The move comes as tech companies face mounting pressure from governments and advertisers to combat extremism on their platforms.
Under plans drawn up with France, Theresa May has vowed to introduce fines for firms that fail to quickly remove the offending content from their platforms.
In a blogpost, Google’s general counsel Kent Walker wrote that the firm already has thousands of employees reviewing content, but acknowledged that more needs to be done.
“First, we are increasing our use of technology to help identify extremist and terrorism-related videos,” said Walker.
The legal chief pledged to task more engineers with developing ways to swiftly remove extremist content uploaded to YouTube.
“We have used video analysis models to find and assess more than 50 per cent of the terrorism-related content we have removed over the past six months,” said Walker.
“We will now devote more engineering resources to apply our most advanced machine learning research to train new ‘content classifiers’ to help us more quickly identify and remove extremist and terrorism-related content.”
The tech giant is also inviting more independent experts from organisations working on issues such as hate speech, self-harm and terrorism to join YouTube’s Trusted Flagger programme.
“While many user flags can be inaccurate, Trusted Flagger reports are accurate over 90 per cent of the time and help us scale our efforts and identify emerging areas of concern,” said Walker.
Over the coming months, the programme will expand from 63 expert organisation to 113, all of whom will be supported by operational grants.
Google is also seeking to make it harder to find videos that contain inflammatory religious or supremacist content but do not violate its policies.
Viewers will be presented with warnings before viewing such content on YouTube.
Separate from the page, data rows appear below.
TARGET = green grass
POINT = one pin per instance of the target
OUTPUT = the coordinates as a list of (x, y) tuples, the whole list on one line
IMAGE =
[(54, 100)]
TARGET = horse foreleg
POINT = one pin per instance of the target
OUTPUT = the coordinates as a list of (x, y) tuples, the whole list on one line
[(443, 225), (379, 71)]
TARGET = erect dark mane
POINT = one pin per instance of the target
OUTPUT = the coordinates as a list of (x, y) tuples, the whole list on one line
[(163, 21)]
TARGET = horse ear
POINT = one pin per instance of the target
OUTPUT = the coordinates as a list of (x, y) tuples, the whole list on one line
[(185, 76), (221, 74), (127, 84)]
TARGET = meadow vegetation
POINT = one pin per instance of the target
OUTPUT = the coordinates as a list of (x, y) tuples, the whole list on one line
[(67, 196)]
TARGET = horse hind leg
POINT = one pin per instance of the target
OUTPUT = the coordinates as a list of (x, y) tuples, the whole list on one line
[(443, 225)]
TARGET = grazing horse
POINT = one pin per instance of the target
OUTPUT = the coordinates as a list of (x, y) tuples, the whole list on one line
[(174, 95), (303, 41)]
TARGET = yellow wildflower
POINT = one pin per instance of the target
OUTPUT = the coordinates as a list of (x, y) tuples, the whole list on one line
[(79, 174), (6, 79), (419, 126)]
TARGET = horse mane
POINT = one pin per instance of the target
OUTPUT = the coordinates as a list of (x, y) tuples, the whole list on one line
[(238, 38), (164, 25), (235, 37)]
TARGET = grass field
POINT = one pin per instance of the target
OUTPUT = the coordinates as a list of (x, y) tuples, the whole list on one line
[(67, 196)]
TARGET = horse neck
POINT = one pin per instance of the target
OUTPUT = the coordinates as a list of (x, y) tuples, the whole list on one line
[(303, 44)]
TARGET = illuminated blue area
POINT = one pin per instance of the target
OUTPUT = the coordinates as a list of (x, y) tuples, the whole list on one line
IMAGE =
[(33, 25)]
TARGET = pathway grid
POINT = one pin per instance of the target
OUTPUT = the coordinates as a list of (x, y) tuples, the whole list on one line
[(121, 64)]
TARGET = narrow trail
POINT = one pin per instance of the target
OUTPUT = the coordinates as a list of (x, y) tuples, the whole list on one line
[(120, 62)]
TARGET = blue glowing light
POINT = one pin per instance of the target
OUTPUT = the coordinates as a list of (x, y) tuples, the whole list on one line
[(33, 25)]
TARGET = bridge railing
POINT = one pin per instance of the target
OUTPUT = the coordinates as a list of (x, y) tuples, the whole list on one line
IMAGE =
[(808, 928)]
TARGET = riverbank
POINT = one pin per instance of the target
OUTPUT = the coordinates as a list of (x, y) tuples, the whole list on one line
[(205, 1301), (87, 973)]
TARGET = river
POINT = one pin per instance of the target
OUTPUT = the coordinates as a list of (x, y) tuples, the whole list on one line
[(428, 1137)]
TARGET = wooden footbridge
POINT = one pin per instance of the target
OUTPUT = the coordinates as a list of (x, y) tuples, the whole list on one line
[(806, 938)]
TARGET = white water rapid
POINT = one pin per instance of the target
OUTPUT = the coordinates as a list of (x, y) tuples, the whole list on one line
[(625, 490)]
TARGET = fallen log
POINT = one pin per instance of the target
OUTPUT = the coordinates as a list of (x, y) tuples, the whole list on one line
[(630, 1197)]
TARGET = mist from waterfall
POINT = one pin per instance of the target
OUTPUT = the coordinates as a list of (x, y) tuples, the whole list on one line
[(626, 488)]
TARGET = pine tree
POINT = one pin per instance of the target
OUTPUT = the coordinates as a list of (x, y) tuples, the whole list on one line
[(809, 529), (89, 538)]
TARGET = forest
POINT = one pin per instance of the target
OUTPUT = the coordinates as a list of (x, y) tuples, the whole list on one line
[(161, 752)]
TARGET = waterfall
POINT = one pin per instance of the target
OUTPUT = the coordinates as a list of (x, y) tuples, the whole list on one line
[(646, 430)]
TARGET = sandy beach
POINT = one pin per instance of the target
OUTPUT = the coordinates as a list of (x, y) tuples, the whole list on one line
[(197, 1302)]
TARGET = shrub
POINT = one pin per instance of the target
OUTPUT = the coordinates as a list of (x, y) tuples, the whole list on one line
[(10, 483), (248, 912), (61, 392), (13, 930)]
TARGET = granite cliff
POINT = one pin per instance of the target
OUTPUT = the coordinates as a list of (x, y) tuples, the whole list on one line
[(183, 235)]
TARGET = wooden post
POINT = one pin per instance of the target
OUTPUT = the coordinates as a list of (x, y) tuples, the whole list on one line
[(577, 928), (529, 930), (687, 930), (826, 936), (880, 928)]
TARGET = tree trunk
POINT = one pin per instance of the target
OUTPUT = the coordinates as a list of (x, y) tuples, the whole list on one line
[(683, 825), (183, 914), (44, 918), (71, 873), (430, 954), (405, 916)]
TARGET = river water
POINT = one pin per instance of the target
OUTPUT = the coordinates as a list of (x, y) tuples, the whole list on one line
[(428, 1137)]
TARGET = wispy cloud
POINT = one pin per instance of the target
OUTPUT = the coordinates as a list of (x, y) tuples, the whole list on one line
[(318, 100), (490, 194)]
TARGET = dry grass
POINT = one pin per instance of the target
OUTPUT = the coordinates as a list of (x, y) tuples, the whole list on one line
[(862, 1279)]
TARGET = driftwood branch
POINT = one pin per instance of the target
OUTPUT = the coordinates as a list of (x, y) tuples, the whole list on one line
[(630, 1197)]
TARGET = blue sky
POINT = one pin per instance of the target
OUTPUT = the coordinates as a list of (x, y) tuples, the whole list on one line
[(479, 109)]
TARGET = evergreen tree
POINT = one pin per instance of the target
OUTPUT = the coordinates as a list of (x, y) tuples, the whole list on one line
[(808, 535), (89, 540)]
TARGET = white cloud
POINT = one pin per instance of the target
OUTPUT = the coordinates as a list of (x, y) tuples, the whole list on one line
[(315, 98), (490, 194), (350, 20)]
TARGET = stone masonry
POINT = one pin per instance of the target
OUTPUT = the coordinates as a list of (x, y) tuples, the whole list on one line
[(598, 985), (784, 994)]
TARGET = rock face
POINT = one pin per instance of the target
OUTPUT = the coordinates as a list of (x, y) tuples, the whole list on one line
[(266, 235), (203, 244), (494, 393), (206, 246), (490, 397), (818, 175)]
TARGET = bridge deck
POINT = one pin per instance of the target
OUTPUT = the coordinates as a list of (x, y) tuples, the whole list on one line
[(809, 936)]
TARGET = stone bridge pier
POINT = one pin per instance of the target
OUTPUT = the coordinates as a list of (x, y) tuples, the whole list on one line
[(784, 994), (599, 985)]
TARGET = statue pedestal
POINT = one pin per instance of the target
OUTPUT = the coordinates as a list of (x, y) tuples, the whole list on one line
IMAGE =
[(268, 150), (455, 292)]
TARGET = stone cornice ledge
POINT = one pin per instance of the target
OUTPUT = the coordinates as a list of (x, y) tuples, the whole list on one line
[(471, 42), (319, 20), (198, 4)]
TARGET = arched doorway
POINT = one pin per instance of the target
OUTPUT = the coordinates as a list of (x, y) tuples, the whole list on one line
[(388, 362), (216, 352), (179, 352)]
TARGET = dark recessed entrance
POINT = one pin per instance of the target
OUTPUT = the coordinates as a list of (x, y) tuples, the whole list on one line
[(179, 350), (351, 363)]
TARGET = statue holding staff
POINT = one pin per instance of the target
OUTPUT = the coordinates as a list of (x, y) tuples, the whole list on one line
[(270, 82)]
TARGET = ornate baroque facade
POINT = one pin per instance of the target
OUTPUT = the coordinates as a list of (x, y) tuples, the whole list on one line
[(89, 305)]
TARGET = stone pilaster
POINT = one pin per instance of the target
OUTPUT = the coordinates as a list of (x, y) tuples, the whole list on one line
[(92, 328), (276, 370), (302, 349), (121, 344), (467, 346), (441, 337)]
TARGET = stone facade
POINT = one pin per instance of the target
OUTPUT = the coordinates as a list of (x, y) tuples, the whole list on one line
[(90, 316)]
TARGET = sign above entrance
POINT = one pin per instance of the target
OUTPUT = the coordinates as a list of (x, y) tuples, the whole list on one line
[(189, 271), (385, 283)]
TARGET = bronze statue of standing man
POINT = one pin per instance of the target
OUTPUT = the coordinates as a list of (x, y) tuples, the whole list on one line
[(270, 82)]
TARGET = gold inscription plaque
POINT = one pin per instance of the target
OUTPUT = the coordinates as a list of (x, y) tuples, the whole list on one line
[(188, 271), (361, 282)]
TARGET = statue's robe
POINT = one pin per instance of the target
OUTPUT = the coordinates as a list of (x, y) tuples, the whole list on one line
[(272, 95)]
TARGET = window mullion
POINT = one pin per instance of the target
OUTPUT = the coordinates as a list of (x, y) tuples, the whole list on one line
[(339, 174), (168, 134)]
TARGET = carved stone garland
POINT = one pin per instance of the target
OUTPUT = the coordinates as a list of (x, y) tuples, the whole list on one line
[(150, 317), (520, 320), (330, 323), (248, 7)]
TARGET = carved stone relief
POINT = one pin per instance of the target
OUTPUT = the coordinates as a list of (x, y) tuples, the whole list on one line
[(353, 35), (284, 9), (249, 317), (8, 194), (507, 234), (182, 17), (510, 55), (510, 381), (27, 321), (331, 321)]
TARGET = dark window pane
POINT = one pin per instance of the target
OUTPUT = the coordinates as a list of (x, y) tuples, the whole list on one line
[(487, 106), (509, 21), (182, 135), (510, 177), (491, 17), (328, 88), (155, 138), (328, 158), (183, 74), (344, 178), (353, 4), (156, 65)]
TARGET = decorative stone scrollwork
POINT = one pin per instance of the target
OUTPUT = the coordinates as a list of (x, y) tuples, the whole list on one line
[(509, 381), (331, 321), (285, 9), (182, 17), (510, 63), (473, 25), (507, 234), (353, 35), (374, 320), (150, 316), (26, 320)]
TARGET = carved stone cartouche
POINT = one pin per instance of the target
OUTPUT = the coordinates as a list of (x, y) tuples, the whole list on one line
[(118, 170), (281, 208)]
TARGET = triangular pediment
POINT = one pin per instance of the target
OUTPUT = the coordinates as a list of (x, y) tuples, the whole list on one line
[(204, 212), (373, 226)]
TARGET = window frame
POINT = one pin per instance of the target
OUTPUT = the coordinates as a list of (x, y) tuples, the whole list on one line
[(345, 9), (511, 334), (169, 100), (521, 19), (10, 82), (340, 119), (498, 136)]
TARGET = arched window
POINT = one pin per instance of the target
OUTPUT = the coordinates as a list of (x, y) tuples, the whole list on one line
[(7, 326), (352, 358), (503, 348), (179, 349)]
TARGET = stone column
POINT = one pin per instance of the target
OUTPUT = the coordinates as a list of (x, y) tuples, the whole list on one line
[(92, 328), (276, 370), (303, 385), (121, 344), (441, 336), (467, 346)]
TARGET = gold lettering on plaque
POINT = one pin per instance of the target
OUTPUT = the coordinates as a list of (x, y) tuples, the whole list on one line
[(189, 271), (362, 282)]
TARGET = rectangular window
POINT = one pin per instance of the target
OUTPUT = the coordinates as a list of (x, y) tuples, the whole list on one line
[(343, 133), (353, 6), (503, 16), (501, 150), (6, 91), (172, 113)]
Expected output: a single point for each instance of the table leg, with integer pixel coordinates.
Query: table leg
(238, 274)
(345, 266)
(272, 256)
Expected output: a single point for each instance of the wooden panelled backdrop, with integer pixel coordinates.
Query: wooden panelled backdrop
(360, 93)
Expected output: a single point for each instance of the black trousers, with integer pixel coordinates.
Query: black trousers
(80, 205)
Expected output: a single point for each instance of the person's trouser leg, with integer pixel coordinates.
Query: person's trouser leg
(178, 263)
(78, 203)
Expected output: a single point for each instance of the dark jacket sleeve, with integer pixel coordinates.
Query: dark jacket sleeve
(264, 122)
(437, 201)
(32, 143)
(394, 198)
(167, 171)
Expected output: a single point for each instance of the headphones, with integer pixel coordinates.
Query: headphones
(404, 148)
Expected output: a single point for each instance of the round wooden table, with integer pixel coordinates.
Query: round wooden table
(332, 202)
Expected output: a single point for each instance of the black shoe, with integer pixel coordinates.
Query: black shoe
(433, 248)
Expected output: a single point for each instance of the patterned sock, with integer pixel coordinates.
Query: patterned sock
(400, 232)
It will not be monetised, recommended or eligible for comment or user endorsements.
“We think this strikes the right balance between free expression and access to information without promoting extremely offensive viewpoints,” said Walker.
Finally, YouTube will also ramp up its counter-radicalisation efforts, working with Jigsaw to redirect potential Isis recruits to anti-terrorist videos via online advertising.
“In previous deployments of this system, potential recruits have clicked through on the ads at an unusually high rate, and watched over half a million minutes of video content that debunks terrorist recruiting messages,” said Walker.
Google’s announcement comes days after Facebook revealed how it uses artificial intelligence to curb the spread of extremist content.
Last month, the social media site vowed to hire 3,000 more staff to tackle extreme and distressing content, particularly in videos.
Both Facebook and Google have said that the majority of extremist content is now identified by automated analysis systems before it is flagged by users. But while artificial intelligence can assist with the identification of terrorist propaganda, the technology isn’t yet able to reliably distinguishing between the context of different videos.
“This can be challenging: a video of a terrorist attack may be informative news reporting if broadcast by the BBC, or glorification of violence if uploaded in a different context by a different user,” said Walker, adding: “Technology alone is not a silver bullet.”